Neera Tanden, who served in the White House with the Clinton, Obama and Biden administrations and now leads the Center for American Progress, said that for years, Democrats have failed to appreciate the role that Trump’s policies have played in his success.

“Liberals underestimate the power of Trump’s ideas, and that we need better ideas to take on both Trumpism and the GOP,” she said. “We get wrapped up in his personality. But he puts forward an idea like ‘No tax on tips,’ and that’s an important signifier that he is championing working-class people.”

Tanden is part of a sizable advisory board for Project 2029 that includes Jake Sullivan, the national security adviser under former President Joe Biden; Anne-Marie Slaughter, the former president of the New America Foundation; economist Justin Wolfers; Felicia Wong, until recently the president of the progressive Roosevelt Institute; and Jim Kessler, a founder of the centrist group Third Way.

Cherny, now the president of the journal he helped create, called the assemblage “the Avengers of public policy, or the Justice League, depending on your personal persuasion: the best thinkers from across the spectrum.” The group plans to hold public conferences to hammer out their differences on topics like the economy, national security, government reform and education.

Some would-be allies are skeptical that such an ideologically diverse and divergent set of policy minds could craft anything close to a coherent agenda, let alone a politically winning one.

“Developing policies by checking every coalitional box is how we got in this mess in the first place,” said Adam Jentleson, who has spent recent months preparing to open a new think tank called Searchlight. “There is no way to propose the kind of policies the Democratic Party needs to adopt without pissing off some part of the interest-group Borg.
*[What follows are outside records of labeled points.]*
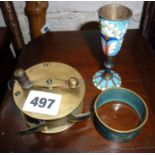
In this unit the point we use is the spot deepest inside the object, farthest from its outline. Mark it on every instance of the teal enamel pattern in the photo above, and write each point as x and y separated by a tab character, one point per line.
128	97
103	84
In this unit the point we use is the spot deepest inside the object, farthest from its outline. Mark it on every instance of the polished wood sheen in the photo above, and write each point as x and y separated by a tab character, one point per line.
136	65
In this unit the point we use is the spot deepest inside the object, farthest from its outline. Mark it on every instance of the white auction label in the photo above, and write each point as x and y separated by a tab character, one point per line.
42	102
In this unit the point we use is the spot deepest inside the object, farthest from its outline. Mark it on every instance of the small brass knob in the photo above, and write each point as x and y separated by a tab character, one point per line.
22	78
73	82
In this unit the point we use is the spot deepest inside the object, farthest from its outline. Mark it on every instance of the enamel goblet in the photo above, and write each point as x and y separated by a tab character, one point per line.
113	20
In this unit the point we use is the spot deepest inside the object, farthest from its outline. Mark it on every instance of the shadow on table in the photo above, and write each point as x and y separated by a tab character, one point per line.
96	47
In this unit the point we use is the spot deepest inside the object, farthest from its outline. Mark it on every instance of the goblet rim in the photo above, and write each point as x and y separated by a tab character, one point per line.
129	14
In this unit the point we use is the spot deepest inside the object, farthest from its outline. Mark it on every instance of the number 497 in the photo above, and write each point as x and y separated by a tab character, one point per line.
42	102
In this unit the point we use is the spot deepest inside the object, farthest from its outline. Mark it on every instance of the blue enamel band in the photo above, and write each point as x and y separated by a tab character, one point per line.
123	95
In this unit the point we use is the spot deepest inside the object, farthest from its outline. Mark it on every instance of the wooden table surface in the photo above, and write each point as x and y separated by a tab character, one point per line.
136	65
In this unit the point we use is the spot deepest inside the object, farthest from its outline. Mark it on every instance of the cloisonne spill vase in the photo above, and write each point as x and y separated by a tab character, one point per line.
114	20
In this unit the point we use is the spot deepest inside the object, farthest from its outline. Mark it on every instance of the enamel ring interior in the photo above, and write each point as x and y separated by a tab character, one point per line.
72	99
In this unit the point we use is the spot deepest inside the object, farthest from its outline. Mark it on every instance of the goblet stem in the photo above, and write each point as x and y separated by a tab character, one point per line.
107	75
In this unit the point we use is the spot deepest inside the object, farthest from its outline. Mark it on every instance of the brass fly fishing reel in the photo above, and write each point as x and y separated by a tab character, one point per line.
51	79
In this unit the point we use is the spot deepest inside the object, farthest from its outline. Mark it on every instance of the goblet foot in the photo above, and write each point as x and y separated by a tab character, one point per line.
103	83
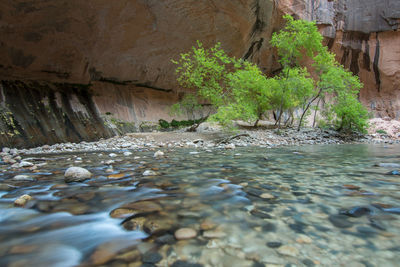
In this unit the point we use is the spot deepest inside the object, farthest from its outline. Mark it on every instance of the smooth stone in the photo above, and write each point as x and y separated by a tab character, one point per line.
356	211
22	200
158	154
149	173
76	174
180	263
303	239
340	221
185	233
214	234
23	177
288	251
267	196
260	214
274	244
151	257
25	164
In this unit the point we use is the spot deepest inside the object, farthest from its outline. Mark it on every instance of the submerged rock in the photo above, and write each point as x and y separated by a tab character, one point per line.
185	233
76	174
22	200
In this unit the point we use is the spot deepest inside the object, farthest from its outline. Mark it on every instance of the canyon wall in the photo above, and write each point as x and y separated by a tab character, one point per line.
76	70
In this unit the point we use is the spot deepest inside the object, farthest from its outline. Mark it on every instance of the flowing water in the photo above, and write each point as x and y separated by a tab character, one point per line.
296	206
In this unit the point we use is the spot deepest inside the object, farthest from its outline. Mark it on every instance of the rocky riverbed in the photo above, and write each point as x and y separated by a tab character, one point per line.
203	199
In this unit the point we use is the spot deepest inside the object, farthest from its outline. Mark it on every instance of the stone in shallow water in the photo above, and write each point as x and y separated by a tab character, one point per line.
288	251
76	174
274	244
340	221
22	200
185	233
151	257
22	177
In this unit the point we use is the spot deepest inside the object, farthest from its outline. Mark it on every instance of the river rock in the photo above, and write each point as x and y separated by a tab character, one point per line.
23	177
76	174
185	233
340	221
22	200
159	154
149	173
288	251
25	164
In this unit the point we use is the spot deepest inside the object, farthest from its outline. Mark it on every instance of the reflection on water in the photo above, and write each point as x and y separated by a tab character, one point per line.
308	206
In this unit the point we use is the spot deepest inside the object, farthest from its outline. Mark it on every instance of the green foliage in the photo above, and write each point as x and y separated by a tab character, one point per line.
238	90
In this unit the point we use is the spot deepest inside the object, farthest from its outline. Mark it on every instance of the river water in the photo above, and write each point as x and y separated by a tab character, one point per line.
328	205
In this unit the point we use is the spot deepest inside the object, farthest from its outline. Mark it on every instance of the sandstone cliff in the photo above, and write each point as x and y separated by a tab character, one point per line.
65	64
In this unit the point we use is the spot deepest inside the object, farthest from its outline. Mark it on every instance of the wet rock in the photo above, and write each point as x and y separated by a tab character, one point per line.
356	211
166	239
394	173
181	263
25	164
22	200
268	227
76	174
149	173
158	154
288	251
230	146
260	214
185	233
214	234
23	177
340	221
274	244
303	239
151	257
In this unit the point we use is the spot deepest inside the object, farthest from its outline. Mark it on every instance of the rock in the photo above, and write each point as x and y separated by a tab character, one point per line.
214	234
274	244
303	239
25	164
23	177
149	173
159	154
267	196
230	146
185	233
76	174
340	221
22	200
151	257
288	251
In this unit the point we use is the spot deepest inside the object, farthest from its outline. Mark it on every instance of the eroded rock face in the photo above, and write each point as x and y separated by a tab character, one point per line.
365	36
123	49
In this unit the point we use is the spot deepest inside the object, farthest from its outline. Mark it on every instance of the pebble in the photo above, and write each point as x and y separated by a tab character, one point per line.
288	251
25	164
159	154
22	200
185	233
149	173
76	174
23	177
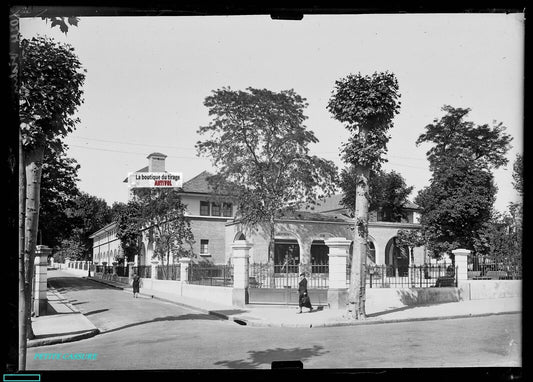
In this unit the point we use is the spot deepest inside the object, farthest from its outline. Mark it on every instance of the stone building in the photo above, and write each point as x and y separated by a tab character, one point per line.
106	246
299	236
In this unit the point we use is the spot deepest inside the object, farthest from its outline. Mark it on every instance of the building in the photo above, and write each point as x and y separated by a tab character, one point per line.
299	236
207	216
106	246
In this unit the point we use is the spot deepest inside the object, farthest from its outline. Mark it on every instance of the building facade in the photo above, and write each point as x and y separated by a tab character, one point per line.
106	246
299	239
299	236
And if you’re too afraid to do that, you don’t have what it takes to steer the party in the right direction.”

Cherny’s little-known quarterly, Democracy, has quietly helped shape some Democratic administrations. Six of Biden’s Cabinet-level appointees at one point published essays in the journal. Years before she won her seat in the Senate, Elizabeth Warren outlined in its pages her plans for what eventually became the Consumer Financial Protection Bureau.

Now, a robust fight is underway among Democratic intellectuals about how to define the party into the future.

One of the most visible fissures is between a populist wing that wants to cast corporations and billionaires as villains (see the “Fighting Oligarchy” tour anchored by Sen. Bernie Sanders, I-Vt.) and advocates of the so-called abundance agenda, named for the book with that title by Ezra Klein, a columnist for The New York Times, and Derek Thompson, who recently announced his departure from The Atlantic.

Supporters of the abundance approach seek to work with corporations — “There will be no green transition without corporate ingenuity,” Klein wrote in a recent column — and cut through regulation to solve problems and achieve progressive outcomes more quickly. The party’s long-term success, the argument goes, will be determined most by showing that liberalism works.

Some party strategists privately expressed concern about the decision to brand Project 2029 after a document that Democrats pilloried in 2024.

The Biden and Harris campaigns made Project 2025 a central boogeyman in the 2024 race, trying to yoke Trump to its most hard-line provisions, including reshaping the federal government, curbing abortion rights and climate protections, and drastically reducing immigration. A New York Times and Siena College poll in September showed that only 15% of likely voters said they supported the policies in Project 2025, while 63% opposed. An NBC News survey showed Project 2025 was less popular than socialism.